A curious case of Insulin.

in #medicine5 years ago

I understand that insulin was patented in 1922, and that innovations about how to make insulin and how to administer the drug have each been patented and have each undergone regulatory review. This has increased the cost of manufacture, and manufacturers want to recover the fixed costs of innovation. So they raise the price, and there is limited competition because only the newest-bestest insulin and treatment techniques will be approved by doctors and paid for by insurance companies.

If doctors and insurance companies would approve some Honda-Civic quality insulin treatments instead of only Cadillacs, then maybe some people would be able to pay less for the treatment.

I don't always eat Honeycrisp apples. Sometimes I eat a Golden Delicious or a Gala.
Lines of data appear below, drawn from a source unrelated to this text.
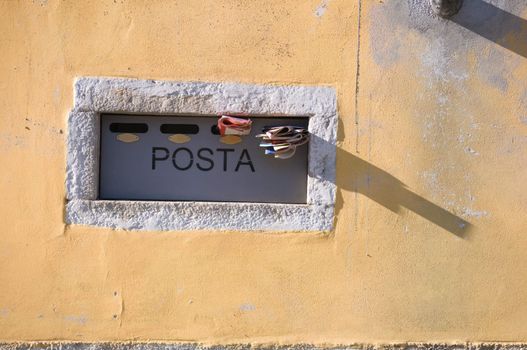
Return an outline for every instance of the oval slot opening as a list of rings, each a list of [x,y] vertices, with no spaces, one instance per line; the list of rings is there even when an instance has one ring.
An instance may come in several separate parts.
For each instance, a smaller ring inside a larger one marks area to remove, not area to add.
[[[163,134],[186,134],[195,135],[199,132],[196,124],[161,124]]]
[[[148,131],[148,125],[144,123],[111,123],[110,131],[128,134],[144,134]]]
[[[214,124],[213,126],[211,126],[210,127],[210,132],[213,135],[219,135],[220,134],[220,129],[218,128],[218,125]]]

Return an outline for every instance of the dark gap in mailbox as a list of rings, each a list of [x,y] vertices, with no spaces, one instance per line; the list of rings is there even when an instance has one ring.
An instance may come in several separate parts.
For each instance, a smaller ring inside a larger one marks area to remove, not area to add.
[[[213,126],[210,127],[210,132],[213,135],[219,135],[220,134],[220,128],[218,128],[218,125],[214,124]]]
[[[144,134],[148,131],[148,125],[144,123],[111,123],[111,132]]]
[[[198,132],[199,126],[196,124],[161,124],[161,133],[163,134],[196,135]]]

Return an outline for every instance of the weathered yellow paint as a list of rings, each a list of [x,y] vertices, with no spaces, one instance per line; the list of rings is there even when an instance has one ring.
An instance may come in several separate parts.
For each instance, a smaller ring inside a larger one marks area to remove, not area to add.
[[[527,340],[527,59],[397,3],[1,1],[0,340]],[[77,76],[335,87],[335,230],[66,227]]]
[[[170,135],[168,139],[173,143],[187,143],[190,141],[190,136],[185,134]]]
[[[139,136],[137,136],[136,134],[129,134],[126,132],[123,134],[117,135],[115,138],[119,141],[126,142],[126,143],[139,141]]]
[[[242,142],[242,138],[237,135],[226,135],[220,137],[220,142],[226,145],[235,145]]]

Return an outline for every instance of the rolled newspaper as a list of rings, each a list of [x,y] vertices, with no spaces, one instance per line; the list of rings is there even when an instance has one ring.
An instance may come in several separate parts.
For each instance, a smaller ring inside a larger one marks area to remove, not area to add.
[[[265,154],[287,159],[294,156],[298,146],[309,141],[309,131],[300,126],[266,126],[256,137],[262,139],[260,147],[265,148]]]
[[[236,118],[222,115],[218,119],[218,130],[221,136],[225,135],[249,135],[251,133],[252,121],[250,119]]]

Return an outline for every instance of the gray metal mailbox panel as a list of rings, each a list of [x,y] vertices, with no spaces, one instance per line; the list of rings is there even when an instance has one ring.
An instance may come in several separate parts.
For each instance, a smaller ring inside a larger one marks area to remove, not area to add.
[[[308,118],[251,119],[250,135],[224,144],[211,131],[216,117],[103,114],[100,199],[306,203],[308,145],[290,159],[275,159],[255,135],[267,125],[307,128]],[[163,124],[197,125],[199,131],[188,130],[190,140],[178,144],[161,132]],[[123,136],[127,130],[133,135]]]

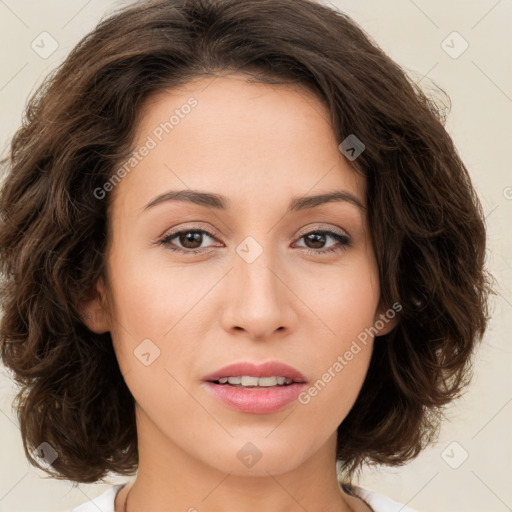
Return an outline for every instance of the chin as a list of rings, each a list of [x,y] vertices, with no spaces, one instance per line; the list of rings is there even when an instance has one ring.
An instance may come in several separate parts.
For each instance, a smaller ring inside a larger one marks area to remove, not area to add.
[[[245,438],[247,439],[247,438]],[[231,473],[237,476],[263,476],[279,475],[293,471],[300,466],[305,459],[304,451],[298,451],[295,443],[293,446],[281,446],[276,449],[268,440],[254,442],[235,441],[231,449],[231,443],[226,443],[229,449],[221,450],[221,453],[212,453],[207,464],[218,469],[222,473]],[[225,448],[225,447],[224,447]],[[314,450],[312,449],[313,453]]]

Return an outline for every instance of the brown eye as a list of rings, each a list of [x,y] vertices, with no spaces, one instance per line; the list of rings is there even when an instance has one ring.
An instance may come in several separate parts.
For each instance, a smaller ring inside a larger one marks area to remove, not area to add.
[[[323,246],[325,245],[326,240],[329,238],[336,240],[338,243],[328,247],[327,249],[324,249]],[[312,254],[325,254],[342,251],[346,247],[350,246],[351,243],[348,236],[342,235],[341,233],[336,233],[334,231],[311,231],[310,233],[302,235],[299,240],[302,239],[306,241],[306,252]]]
[[[185,253],[202,252],[204,247],[201,247],[201,244],[204,242],[205,235],[213,239],[213,235],[204,229],[184,229],[169,233],[159,243],[172,251]],[[176,242],[172,242],[175,239],[181,246],[175,246]]]

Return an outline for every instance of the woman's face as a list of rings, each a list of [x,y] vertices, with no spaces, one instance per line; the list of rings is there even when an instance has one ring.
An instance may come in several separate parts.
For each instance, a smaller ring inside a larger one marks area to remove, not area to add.
[[[309,92],[239,74],[195,79],[147,103],[137,156],[111,183],[108,279],[98,283],[111,316],[88,320],[111,331],[139,447],[172,447],[235,474],[289,471],[322,447],[331,460],[370,361],[372,339],[361,333],[385,308],[365,181],[329,119]],[[333,192],[339,200],[305,200]],[[269,361],[308,382],[204,380]]]

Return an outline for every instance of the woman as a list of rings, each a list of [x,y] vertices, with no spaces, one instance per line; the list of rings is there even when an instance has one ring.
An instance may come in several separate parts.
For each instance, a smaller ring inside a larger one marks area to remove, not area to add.
[[[0,202],[28,459],[136,473],[76,512],[410,510],[357,470],[434,439],[488,320],[443,122],[312,1],[142,1],[77,45]]]

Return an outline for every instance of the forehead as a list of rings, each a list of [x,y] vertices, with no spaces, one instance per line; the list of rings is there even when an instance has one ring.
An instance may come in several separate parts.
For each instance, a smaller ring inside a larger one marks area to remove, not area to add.
[[[150,149],[115,195],[140,209],[165,189],[272,201],[341,187],[364,202],[364,178],[339,151],[330,117],[304,86],[195,78],[146,101],[134,148]]]

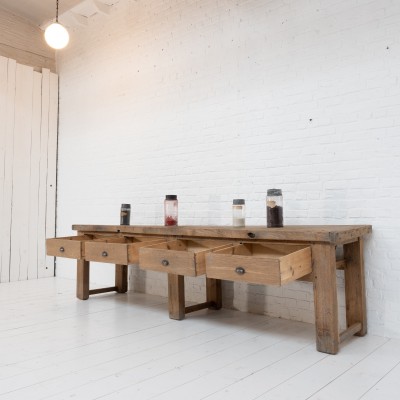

Not everyone has to have the best of everything all the time, but with health care we tend to insist that everyone have the Caddy.

We tend to think that there is something wrong with the wealthy having access to higher quality education and health care. If we lived in a completely static world I would be able to sympathise with that completely. But we live in a changing world, and if some people with more money can spend some of it to create an incentive for someone to develop a treatment for a rare disease, then I want to let them do that. Maybe someone I know today won't have access to that drug, but more people in the future will have access than if we don't allow the wealthy to buy it today.

CD players used to be luxury goods that only the wealthy owned. I remember my dad bought one for over $400 in the early 90's. I broke it and felt terrible. Until I realised I could buy a new one a year later for a fraction of the price. Early adopters make access to luxury goods by the masses possible. Now we throw CD players away.

Medicine might be analogous. But the insulin story seems odd, because it has been around for so long. So has music. But we were willing to pay a premium for CDs for a while.

I hear that some people are learning to home-brew insulin. Awesome. But I'd rather it were easier to access last-gen insulin quality and treatment at the current marginal cost of production.